Remember, as elmuerte has reminded me again and again, designing, planning and thinking about how you will write you code is more important than the task of writing the code itself. In fact, I think that a good sign of a coder is when he/she is able to visualize and explain to others in what manner the code will be written.
Well, with all this said, I hope this slight revalation will help you in your adventures with replication. Replication is definately something that is hard to grasp and I still am learning more about it (You can never learn enough about replication). I did learn some other replication techniques during the development of Battle City, but I can't give everything away now can I?
Comments[edit]
Solid Snake: Thanks to Arelius for fixing up some of my comments in this document. Much appreciated.
JonAzz: In the replication blocks, shouldn't it be Reliable if ( Role == Role_Authority ) {} , right now the Reliable is missing :B
Solid Snake: You're correct, that it should have a pre syntax before the if statement, but I left it empty so that people would decide whether to use reliable or unreliable as the pre syntax (although post mentioning that might have helped).
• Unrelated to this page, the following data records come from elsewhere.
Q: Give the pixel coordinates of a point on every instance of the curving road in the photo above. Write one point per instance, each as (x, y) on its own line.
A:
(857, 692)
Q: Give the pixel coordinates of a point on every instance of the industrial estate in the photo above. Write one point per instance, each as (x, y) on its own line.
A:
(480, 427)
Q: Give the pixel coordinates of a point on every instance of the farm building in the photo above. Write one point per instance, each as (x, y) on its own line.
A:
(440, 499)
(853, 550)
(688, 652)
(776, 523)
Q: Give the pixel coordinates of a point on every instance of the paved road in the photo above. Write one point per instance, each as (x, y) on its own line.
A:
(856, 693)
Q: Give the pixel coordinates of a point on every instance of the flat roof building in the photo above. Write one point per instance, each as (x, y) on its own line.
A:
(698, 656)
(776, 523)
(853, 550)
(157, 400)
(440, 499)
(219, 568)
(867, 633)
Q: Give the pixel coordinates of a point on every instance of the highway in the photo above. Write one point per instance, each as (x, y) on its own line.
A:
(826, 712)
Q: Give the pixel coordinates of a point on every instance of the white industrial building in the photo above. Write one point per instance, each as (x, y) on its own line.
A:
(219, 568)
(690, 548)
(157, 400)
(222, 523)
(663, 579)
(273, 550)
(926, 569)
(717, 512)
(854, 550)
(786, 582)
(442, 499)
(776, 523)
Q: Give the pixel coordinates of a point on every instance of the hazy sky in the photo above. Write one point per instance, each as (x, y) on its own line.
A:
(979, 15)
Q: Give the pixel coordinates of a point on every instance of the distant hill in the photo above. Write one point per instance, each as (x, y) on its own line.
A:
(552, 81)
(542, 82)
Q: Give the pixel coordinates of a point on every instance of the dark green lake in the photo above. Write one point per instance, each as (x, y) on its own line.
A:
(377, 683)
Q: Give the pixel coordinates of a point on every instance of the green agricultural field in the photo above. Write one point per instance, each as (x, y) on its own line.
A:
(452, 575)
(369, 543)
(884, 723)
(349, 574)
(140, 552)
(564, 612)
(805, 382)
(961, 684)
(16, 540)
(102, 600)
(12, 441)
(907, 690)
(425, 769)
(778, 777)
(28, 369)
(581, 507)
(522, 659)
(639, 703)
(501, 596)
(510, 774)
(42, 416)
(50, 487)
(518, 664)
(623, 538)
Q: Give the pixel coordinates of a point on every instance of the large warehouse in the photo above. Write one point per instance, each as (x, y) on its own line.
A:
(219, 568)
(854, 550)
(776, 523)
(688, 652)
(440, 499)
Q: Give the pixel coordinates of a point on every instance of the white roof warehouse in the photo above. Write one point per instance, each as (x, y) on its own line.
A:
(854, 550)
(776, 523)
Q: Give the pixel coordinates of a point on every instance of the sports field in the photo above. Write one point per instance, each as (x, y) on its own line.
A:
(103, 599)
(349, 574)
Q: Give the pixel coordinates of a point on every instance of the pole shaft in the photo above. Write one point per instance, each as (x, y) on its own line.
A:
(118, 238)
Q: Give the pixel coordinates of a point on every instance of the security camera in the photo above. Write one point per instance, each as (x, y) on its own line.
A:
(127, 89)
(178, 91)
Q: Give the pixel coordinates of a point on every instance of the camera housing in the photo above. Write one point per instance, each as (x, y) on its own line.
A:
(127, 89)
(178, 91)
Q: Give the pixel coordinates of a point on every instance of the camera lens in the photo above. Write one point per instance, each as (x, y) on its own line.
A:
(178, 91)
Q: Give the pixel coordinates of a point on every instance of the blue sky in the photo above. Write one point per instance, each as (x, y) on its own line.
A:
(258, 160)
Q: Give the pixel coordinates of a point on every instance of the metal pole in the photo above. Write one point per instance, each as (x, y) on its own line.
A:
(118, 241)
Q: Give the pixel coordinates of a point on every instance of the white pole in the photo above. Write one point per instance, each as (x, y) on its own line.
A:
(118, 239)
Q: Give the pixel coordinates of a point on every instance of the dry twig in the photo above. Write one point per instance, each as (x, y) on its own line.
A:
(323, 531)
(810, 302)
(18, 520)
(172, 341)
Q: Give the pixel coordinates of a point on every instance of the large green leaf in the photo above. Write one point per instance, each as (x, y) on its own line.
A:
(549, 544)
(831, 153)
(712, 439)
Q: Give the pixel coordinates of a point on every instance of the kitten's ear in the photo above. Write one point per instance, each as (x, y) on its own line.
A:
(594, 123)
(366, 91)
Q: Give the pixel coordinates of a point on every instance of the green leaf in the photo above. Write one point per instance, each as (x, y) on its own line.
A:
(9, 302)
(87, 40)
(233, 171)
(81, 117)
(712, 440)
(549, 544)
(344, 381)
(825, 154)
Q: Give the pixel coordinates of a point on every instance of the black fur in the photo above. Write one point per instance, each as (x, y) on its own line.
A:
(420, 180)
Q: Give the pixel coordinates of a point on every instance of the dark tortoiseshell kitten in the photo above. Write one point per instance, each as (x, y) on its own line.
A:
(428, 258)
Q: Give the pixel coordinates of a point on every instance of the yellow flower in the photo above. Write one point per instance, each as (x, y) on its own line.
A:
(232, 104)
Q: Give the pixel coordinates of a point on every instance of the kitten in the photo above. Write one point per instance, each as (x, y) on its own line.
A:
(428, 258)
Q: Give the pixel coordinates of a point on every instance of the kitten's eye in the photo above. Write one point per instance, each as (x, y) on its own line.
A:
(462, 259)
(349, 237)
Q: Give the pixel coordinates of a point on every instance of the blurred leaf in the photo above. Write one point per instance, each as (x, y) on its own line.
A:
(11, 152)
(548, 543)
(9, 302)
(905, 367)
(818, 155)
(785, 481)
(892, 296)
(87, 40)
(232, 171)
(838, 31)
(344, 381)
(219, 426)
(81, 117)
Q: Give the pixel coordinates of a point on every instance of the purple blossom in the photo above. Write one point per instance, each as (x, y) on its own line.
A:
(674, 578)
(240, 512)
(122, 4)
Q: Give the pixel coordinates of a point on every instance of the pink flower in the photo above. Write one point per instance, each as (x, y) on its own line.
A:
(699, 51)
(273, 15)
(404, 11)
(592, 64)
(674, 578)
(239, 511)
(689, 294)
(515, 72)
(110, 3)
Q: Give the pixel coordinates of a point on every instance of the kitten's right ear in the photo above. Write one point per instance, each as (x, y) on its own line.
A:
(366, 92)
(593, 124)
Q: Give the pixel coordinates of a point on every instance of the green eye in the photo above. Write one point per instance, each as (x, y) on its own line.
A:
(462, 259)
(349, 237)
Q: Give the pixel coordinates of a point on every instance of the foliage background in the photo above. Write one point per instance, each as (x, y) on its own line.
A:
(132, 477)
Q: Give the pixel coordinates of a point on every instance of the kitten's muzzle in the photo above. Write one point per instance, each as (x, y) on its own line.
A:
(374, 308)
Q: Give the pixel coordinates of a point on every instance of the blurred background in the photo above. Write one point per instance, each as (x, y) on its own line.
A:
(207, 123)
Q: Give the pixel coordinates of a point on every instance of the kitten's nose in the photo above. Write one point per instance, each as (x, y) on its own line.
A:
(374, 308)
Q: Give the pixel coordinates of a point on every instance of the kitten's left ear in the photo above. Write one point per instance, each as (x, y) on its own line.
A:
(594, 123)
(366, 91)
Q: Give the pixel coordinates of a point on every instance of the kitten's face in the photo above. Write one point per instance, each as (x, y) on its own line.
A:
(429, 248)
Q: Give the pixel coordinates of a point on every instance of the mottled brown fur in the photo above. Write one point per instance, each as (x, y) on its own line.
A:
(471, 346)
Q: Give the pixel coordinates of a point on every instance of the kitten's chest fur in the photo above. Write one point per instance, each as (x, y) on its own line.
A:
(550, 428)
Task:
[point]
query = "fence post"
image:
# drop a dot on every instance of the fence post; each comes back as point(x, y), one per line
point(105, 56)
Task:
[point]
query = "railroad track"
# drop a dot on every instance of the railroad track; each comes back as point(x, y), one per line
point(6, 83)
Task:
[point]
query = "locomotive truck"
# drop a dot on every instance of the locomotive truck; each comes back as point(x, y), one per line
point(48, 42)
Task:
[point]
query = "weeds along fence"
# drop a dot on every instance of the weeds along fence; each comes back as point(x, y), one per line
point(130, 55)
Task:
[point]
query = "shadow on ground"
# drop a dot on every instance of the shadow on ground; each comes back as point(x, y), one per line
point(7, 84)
The curly brackets aren't required but some people do it for obsufication reasons. You're allowed to do:
if(''syntax'') Blah blah;
or
if(''Syntax'') { Blah Blah; }
Tarquin: I suggest moving this page to Replication Examples/Battle City:
Vitaloverdose; im not sure what the 'un/reliable' indicates, i havent seen it written like that anywhere else. Is it reliable or unreliable ?. Its not explained anywhere in the tutorial.
Kartoshka: The "reliable" function tells the server to check to see if the packet containing the replicated variable was sent successfully or not, and keep sending it until it is successful. The "unreliable" function sends the packet, but does not perform this check. As this is just a general example of replication, I believe the author left it up to the end-user to determine which function he would like to use.